Однако этот отсутствующий Другой Третьего мира присутствует в художественной вселенной и жизни Манкеля несколько иным, более удивительным образом: «реальный» Манкель живет и в Истаде, и в Мапуто (столица Мозамбика), где заведует небольшим театром, для которого пишет и ставит пьесы, их играют местные актеры; он также написал несколько недетективных романов, действие которых разворачивается в ужасающих условиях современного Мозамбика. И лишь это может пойти в зачет Манкелю как подлинное достижение: среди современных писателей он — уникальный мастер параллаксного взгляда. То есть две перспективы — процветающего Истада и Мапуто — безнадежно «разбалансированы», здесь отсутствует нейтральный язык, который позволил бы нам перевести «одну» перспективу «в другую». Еще меньше возможностей утверждать, что какая–то из них является более «истинной» по сравнению с другой». Все, что можно сделать в данных условиях, это остаться верным этому расслоению, чтобы зарегистрировать его. Всякая центральная тема процветающего Первого мира монополистического капитализма, будь то экологический кризис, новый расизм, отсутствие толерантности и т. д., в глазах нищего, голодного и охваченного насилием Третьего мира окажется верхом цинизма; с другой стороны, попытки не замечать проблемы Первого мира как тривиальные по сравнению с «настоящими» и носящими постоянный характер катастрофами Третьего мира не менее искусственны — фокусирование на «реальных проблемах» Третьего мира это абсолютная форма эскапизма, способ избежать конфронтации с противоречиями в своем собственном обществе. Вспомним, как в 80–е Фредрик Джеймисон описывал тот тупик, в который зашел диалог новых западных левых и восточноевропейских диссидентов, и отсутствие у них общего языка: «Если вкратце, Восток желает говорить с позиции силы и давления, а Запад — с позиции культуры и монополистического капитализма. В этой борьбе за создание хоть какого–то подобия правил диалога нет ни одного общего знаменателя, и то, к чему мы неизбежно придем, — это комедия: каждая сторона отпускает неуместные замечания на своем собственном языке»[345].

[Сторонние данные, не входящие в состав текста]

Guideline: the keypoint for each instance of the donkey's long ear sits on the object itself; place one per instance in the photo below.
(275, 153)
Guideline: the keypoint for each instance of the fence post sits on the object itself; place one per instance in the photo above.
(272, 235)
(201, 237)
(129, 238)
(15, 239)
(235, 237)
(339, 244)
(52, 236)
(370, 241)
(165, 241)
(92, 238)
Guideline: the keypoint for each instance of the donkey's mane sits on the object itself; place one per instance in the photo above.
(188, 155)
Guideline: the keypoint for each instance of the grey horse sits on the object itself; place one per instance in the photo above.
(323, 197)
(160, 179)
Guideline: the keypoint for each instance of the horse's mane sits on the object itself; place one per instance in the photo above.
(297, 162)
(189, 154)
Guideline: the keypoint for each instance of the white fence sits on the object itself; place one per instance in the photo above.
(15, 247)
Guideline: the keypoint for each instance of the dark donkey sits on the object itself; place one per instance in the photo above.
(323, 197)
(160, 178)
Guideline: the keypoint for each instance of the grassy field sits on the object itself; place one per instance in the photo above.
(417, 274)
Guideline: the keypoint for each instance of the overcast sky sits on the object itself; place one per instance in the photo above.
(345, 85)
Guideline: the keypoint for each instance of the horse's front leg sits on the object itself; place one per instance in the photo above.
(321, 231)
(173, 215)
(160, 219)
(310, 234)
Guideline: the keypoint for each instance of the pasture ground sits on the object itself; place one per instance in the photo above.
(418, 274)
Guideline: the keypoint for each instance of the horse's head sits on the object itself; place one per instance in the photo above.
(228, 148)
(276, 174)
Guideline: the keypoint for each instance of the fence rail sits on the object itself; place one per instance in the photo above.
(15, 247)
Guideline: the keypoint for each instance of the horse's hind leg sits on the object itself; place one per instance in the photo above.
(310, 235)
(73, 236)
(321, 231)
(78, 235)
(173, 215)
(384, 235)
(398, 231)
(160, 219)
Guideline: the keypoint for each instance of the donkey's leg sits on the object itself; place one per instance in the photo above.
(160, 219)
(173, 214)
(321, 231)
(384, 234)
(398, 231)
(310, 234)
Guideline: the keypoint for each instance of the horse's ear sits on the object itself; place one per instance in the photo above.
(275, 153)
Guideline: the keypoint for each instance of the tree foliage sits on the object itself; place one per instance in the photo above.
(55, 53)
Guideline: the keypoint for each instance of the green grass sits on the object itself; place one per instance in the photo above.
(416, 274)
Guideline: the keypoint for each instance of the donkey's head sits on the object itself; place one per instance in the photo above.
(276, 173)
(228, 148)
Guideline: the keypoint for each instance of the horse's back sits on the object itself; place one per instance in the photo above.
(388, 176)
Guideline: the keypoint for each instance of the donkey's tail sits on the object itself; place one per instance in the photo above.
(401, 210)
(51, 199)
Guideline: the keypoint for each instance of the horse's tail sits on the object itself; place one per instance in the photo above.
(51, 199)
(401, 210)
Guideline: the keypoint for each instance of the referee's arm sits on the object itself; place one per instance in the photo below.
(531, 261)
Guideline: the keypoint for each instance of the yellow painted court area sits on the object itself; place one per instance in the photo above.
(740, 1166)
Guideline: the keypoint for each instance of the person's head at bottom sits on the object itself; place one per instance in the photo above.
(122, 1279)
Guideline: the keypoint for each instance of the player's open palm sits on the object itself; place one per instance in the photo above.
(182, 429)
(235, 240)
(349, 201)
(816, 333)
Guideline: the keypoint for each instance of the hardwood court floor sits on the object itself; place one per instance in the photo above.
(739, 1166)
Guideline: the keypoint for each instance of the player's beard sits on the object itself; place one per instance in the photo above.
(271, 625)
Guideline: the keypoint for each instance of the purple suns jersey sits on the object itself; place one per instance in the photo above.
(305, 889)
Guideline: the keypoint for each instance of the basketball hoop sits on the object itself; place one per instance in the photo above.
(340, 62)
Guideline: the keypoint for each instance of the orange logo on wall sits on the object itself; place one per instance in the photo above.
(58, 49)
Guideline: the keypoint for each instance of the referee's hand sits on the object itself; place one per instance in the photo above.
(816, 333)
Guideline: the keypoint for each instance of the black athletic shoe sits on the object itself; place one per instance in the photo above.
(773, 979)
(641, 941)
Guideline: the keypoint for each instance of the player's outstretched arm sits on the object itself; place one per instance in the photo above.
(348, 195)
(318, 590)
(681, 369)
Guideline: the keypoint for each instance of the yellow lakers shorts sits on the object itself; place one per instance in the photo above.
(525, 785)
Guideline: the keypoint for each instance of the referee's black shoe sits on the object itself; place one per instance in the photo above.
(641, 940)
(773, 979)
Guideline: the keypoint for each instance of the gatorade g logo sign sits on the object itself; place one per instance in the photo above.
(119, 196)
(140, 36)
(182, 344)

Не относится ли то же самое к Манкелю, его работе и жизни? Учитывая, что у Истада и Мапуто нет общего знаменателя, и в то же время понимая, что это два аспекта одной и той же констелляции, он движется между двумя перспективами, пытаясь уловить в каждой эхо ее противоположности. Именно в силу такой настойчивости относительно непоправимого характера расслоения, несостоятельности любого общего знаменателя творчество Манкеля позволяет проникнуть в суть тотальности современного мирового сообщества.